Mine too....it's prone to movement, and it fuzzes pretty easily on crosscuts even with sharp blades....warning - that "fuzz" can be pretty darn stiff, and can draw blood if you try to wipe it away with your hands...it's more like a serrated knife! :thumbdown: I did find that it's reasonably stable if you let it acclimate well, dimension it slightly oversized, then let it acclimate for another day or two before cutting to final dimensions. Well worth the effort IMO. :thumbsup:


----------



## qbilder (Dec 19, 2010)

My experience with elm is that it's beautiful & colorful when fresh off the mill, but turns gray when dry, and doesn't get the color back. A dull, faint rusty color is as bright as I have ever seen dry elm.


----------



## cw log&veneer (Mar 7, 2011)

qbilder said:


> My experience with elm is that it's beautiful & colorful when fresh off the mill, but turns gray when dry, and doesn't get the color back. A dull, faint rusty color is as bright as I have ever seen dry elm.

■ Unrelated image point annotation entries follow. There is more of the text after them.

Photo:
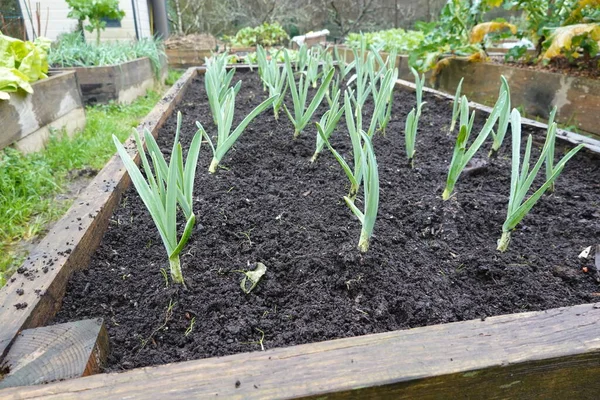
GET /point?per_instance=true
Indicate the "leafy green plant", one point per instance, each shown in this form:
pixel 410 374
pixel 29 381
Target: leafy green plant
pixel 503 119
pixel 164 188
pixel 365 166
pixel 412 120
pixel 264 35
pixel 383 94
pixel 392 40
pixel 70 50
pixel 354 125
pixel 96 12
pixel 226 138
pixel 328 123
pixel 462 155
pixel 21 63
pixel 216 81
pixel 456 105
pixel 302 113
pixel 368 216
pixel 522 179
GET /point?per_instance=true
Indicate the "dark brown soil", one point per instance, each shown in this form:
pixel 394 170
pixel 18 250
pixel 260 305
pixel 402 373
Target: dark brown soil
pixel 430 261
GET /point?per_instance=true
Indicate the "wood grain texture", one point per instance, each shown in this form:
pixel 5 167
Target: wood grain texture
pixel 24 114
pixel 553 354
pixel 185 58
pixel 536 91
pixel 100 85
pixel 57 352
pixel 33 295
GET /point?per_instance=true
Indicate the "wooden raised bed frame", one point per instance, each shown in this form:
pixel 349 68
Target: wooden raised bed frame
pixel 547 354
pixel 27 119
pixel 122 83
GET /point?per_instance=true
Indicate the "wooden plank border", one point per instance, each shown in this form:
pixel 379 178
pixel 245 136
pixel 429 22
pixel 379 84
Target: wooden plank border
pixel 548 354
pixel 552 354
pixel 42 278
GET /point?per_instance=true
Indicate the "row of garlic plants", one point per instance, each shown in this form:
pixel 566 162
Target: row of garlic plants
pixel 345 87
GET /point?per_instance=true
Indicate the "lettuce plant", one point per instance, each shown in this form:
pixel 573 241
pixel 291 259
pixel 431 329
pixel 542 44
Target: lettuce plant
pixel 302 113
pixel 328 123
pixel 226 138
pixel 462 155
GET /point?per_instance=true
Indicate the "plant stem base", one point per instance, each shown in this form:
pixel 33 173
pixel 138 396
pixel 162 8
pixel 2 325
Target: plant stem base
pixel 503 242
pixel 175 267
pixel 213 166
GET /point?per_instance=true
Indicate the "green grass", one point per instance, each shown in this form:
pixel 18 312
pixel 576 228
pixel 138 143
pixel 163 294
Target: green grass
pixel 30 183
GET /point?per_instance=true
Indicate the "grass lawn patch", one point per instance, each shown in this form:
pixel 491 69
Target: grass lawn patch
pixel 35 188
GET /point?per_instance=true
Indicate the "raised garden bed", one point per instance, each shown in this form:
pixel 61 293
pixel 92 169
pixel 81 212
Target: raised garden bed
pixel 534 90
pixel 27 120
pixel 122 83
pixel 185 57
pixel 430 263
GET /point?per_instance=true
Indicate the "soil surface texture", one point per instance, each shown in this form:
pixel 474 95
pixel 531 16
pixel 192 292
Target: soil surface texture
pixel 430 261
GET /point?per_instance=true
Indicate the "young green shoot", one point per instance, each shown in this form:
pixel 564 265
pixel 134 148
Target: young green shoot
pixel 217 81
pixel 456 106
pixel 354 125
pixel 363 70
pixel 550 156
pixel 163 189
pixel 462 155
pixel 522 179
pixel 412 120
pixel 226 138
pixel 302 113
pixel 383 96
pixel 503 120
pixel 328 122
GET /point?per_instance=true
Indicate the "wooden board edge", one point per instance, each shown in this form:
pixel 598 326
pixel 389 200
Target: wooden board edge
pixel 563 134
pixel 542 354
pixel 32 297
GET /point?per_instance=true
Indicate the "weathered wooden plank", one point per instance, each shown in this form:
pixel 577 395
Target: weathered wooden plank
pixel 122 83
pixel 552 354
pixel 185 58
pixel 537 91
pixel 57 352
pixel 24 114
pixel 33 295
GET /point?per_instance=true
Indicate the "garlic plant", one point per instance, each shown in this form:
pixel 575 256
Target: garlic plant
pixel 354 125
pixel 217 81
pixel 382 87
pixel 365 165
pixel 225 136
pixel 521 181
pixel 462 155
pixel 412 120
pixel 455 106
pixel 302 113
pixel 164 188
pixel 503 120
pixel 551 134
pixel 328 123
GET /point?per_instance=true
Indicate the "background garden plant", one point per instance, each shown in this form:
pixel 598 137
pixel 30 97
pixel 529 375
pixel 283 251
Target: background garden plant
pixel 522 178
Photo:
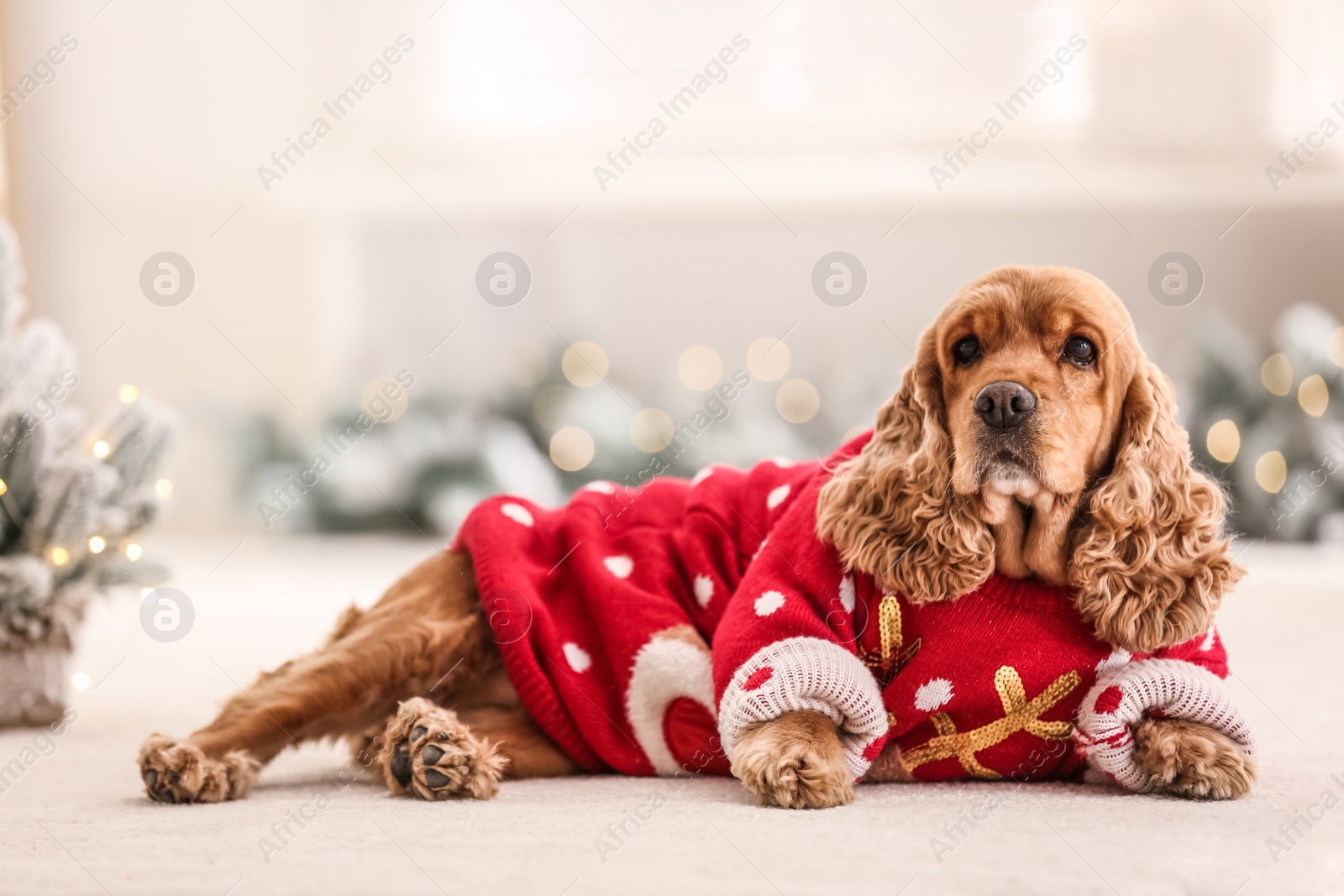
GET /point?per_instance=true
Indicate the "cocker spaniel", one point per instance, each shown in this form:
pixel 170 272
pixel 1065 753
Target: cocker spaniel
pixel 1030 438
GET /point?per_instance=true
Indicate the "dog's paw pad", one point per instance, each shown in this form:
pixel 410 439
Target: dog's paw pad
pixel 436 757
pixel 181 773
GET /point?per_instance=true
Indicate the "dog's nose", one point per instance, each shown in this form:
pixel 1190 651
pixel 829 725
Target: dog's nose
pixel 1005 405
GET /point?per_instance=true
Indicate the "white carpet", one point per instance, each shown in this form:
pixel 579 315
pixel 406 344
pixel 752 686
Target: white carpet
pixel 78 822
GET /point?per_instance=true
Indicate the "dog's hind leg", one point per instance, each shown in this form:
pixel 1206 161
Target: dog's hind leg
pixel 427 636
pixel 440 752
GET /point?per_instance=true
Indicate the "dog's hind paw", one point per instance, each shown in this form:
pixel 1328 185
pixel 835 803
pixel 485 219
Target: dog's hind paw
pixel 432 755
pixel 179 773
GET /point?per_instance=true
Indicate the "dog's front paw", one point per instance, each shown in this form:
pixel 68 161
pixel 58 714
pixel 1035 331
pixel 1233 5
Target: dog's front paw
pixel 1193 761
pixel 436 757
pixel 795 761
pixel 179 773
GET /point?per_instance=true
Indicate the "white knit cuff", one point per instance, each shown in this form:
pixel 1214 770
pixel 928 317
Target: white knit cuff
pixel 806 673
pixel 1159 689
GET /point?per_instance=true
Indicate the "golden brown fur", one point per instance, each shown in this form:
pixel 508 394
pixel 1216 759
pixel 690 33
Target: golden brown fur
pixel 1119 512
pixel 1095 490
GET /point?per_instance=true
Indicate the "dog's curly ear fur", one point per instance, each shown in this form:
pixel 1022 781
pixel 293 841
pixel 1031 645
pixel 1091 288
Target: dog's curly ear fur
pixel 1151 562
pixel 891 511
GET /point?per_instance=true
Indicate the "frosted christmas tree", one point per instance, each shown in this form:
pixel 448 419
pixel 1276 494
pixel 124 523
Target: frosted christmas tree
pixel 71 501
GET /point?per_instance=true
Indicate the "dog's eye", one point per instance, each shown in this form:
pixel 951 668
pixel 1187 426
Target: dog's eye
pixel 1081 351
pixel 967 351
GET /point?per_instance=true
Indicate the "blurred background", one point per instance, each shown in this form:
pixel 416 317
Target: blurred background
pixel 333 183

I hear that,wonder if there is some type of finish that will bring those colors back,or some process,etc.


----------



## mike1950 (Aug 29, 2010)

I did a sit down bench out of elm- seems like plenty of color.


----------



## qbilder (Dec 19, 2010)

cw log&veneer said:


> I hear that,wonder if there is some type of finish that will bring those colors back,or some process,etc.


Not that I know of. I cut a big piss-elm once that had the most vivid red/orange heartwood. If I didn't know it was elm, i'd have thought it was some exotic rosewood. Within days it was gray, and never had color again. Same thing with siberian elm. Some I cut is chocolate brown like walnut, but within days it turns gray & stays that way.


----------



## qbilder (Dec 19, 2010)

mike1950 said:


> I did a sit down bench out of elm- seems like plenty of color.


Unfortunately, that's as colorful as dry elm will be. Don't get me wrong. That is beautiful wood you have there, but I would bet it was tremendously more colorful than that when it was fresh off the mill.


----------



## mike1950 (Aug 29, 2010)

It was dull- before finish- BLO and General satin finish did make quite a difference.


----------



## cw log&veneer (Mar 7, 2011)

that is a nice looking bench


----------



## qbilder (Dec 19, 2010)

mike1950 said:


> It was dull- before finish- BLO and General satin finish did make quite a difference.


BLO is a woodworkers best friend. That stuff brings out any depth & color the wood has.


----------